Creating visually partaking content material generally is a time-consuming job for bloggers and creators. After crafting a compelling article, discovering the fitting photos is usually a separate problem. However what if Weblog Creation with AI might do all of it for you? Think about a seamless course of the place, alongside your writing, AI generates authentic, high-quality photos tailor-made to your article and even supplies captions for them.

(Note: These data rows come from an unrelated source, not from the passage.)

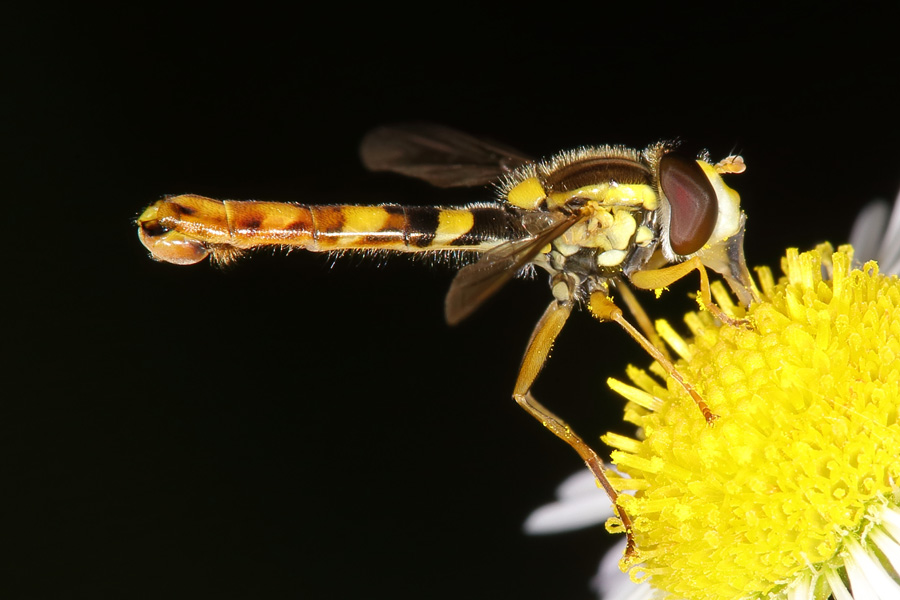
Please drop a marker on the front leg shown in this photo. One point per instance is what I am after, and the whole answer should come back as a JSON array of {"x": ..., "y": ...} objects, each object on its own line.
[{"x": 535, "y": 356}]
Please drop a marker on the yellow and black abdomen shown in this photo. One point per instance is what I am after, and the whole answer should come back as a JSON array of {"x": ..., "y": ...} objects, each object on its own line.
[{"x": 186, "y": 229}]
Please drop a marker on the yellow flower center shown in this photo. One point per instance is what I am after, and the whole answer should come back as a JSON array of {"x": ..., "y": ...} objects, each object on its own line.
[{"x": 805, "y": 449}]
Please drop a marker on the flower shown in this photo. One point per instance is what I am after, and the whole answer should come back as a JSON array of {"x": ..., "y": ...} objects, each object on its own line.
[
  {"x": 793, "y": 491},
  {"x": 876, "y": 235}
]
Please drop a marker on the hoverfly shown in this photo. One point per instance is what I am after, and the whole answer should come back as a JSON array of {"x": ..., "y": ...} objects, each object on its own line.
[{"x": 596, "y": 219}]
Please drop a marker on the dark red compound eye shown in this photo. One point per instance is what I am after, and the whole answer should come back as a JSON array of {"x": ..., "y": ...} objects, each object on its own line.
[{"x": 694, "y": 207}]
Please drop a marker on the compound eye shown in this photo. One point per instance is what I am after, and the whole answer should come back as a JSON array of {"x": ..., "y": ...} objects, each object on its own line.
[{"x": 693, "y": 202}]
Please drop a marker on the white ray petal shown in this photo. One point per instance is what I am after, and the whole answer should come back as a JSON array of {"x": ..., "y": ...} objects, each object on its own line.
[
  {"x": 868, "y": 230},
  {"x": 570, "y": 514},
  {"x": 581, "y": 504},
  {"x": 838, "y": 589},
  {"x": 890, "y": 520},
  {"x": 867, "y": 577},
  {"x": 887, "y": 546},
  {"x": 889, "y": 253}
]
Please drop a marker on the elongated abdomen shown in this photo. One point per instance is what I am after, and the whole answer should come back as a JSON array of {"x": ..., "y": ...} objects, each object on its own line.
[{"x": 186, "y": 229}]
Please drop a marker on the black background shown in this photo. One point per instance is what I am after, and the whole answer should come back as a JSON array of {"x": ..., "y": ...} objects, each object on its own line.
[{"x": 286, "y": 428}]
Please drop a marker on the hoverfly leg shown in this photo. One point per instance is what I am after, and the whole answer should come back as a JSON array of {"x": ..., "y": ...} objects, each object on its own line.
[
  {"x": 536, "y": 354},
  {"x": 640, "y": 316},
  {"x": 604, "y": 309},
  {"x": 656, "y": 279}
]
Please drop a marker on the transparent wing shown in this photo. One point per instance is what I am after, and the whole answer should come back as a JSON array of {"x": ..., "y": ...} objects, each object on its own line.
[
  {"x": 439, "y": 155},
  {"x": 477, "y": 282}
]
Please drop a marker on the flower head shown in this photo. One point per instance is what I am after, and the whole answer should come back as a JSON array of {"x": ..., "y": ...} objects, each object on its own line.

This text delves into constructing a completely automated system of weblog creation with AI for picture technology and captioning, simplifying the weblog creation workflow. The method right here includes utilizing conventional Pure Language Processing (NLP) to summarize the article into a brief sentence, capturing the essence of your weblog. We then use this sentence as a immediate for automated picture technology by way of Secure Diffusion, adopted through the use of an image-to-text mannequin to create captions for these photos.

Studying Goals

  • Perceive learn how to combine AI-based picture technology utilizing textual content ‘prompts’.
  • Automating Weblog Creation with AI for captioning.
  • Study the basics of conventional NLP for textual content summarization.
  • Discover learn how to make the most of the Segmind API for automated picture technology, enhancing your weblog with visually interesting content material.
  • Achieve sensible expertise with Salesforce BLIP for picture captioning.
  • Construct a REST API to automate summarization, picture technology, and captioning.

This text was revealed as part of the Information Science Blogathon.

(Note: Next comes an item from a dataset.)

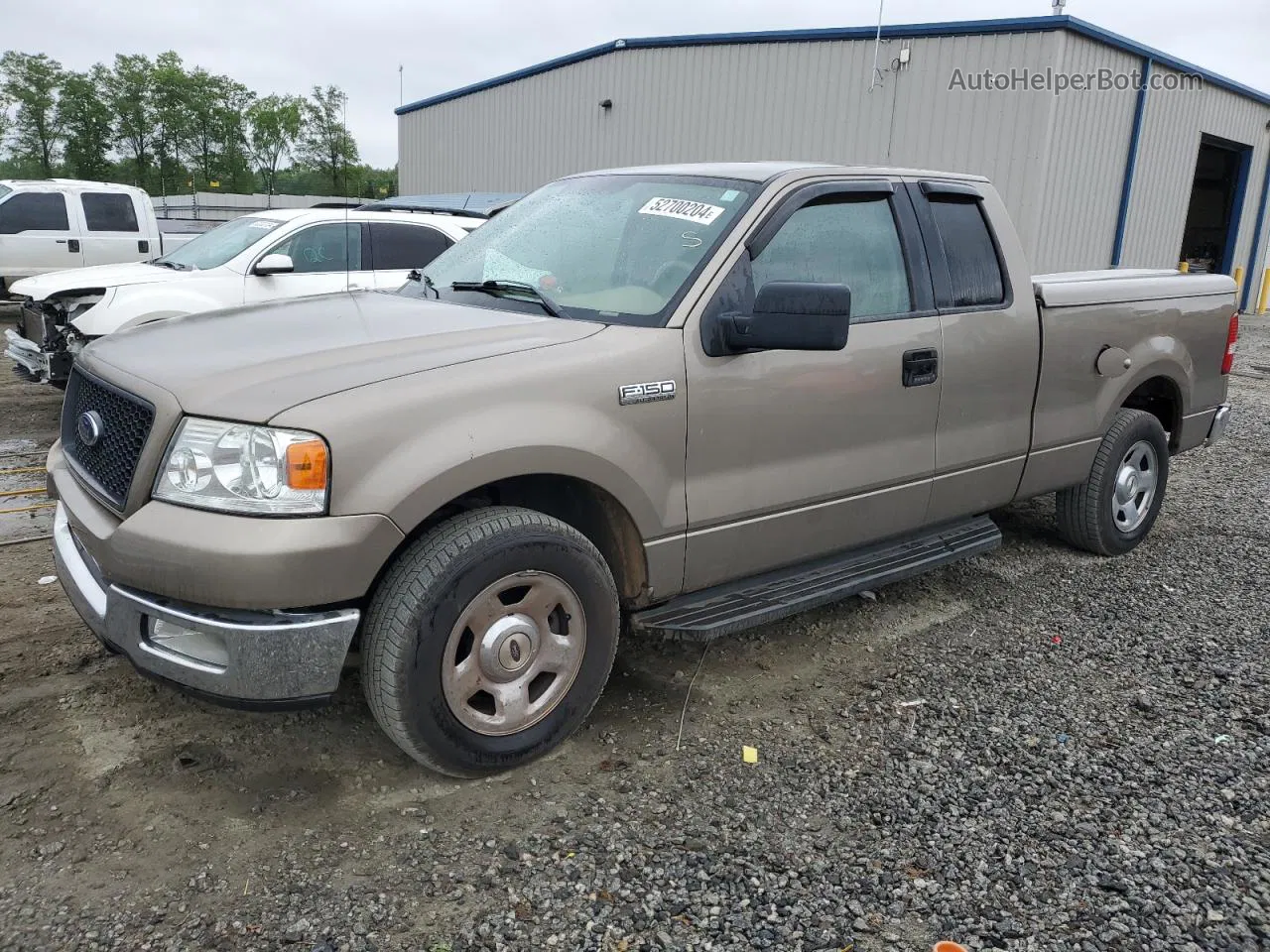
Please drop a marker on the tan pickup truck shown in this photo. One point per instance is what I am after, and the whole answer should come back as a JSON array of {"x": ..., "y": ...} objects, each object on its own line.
[{"x": 686, "y": 399}]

What’s Picture-to-Textual content in GenAI?

Picture-to-text in Generative AI (GenAI) refers back to the means of producing descriptive textual content (captions) from photos. That is carried out utilizing machine studying fashions skilled on giant datasets, the place the mannequin learns to establish objects, individuals, and scenes in a picture and generates a coherent textual content description. Such fashions are helpful in purposes, from automating content material creation to bettering accessibility for the visually impaired.

What’s Picture Captioning?

Picture captioning is a subfield of laptop imaginative and prescient the place a system generates textual descriptions for photos. It includes understanding the contents of a picture and describing it in a means that’s significant and proper. The mannequin often combines methods from each imaginative and prescient (for picture understanding) and language modeling (for producing textual content).

Introduction to the Salesforce BLIP Mannequin

BLIP (Bootstrapping Language-Picture Pretraining) is a mannequin from Salesforce that leverages imaginative and prescient and language processing for duties like picture captioning, visible query answering, and multimodal understanding. The mannequin is skilled on large datasets and is understood for its capacity to generate correct and contextually wealthy captions for photos. We’re contemplating this mannequin for our captioning. We’ll get it from HuggingFace.

Introduction to the Salesforce BLIP Model

What’s Segmind API?

Segmind is a platform that gives providers to facilitate Generative AI workflows, primarily by means of API calls. Builders and enterprises can use it to generate photos from textual content ‘prompts’, making use of various fashions within the cloud with no need to handle the computational sources themselves. Segmind’s API lets you create photos in types—starting from reasonable to creative—whereas customizing them to suit your model’s visible id. For this venture, we’ll use the free Segmind API to generate photos, guaranteeing that we don’t have to fret about working picture fashions regionally. You may enroll and create an API key right here.

We can be utilizing the brand new picture mannequin from Black Forest Labs referred to as FLUX which is accessible on Segmind. You may get them from hugging face diffusers or learn the docs right here.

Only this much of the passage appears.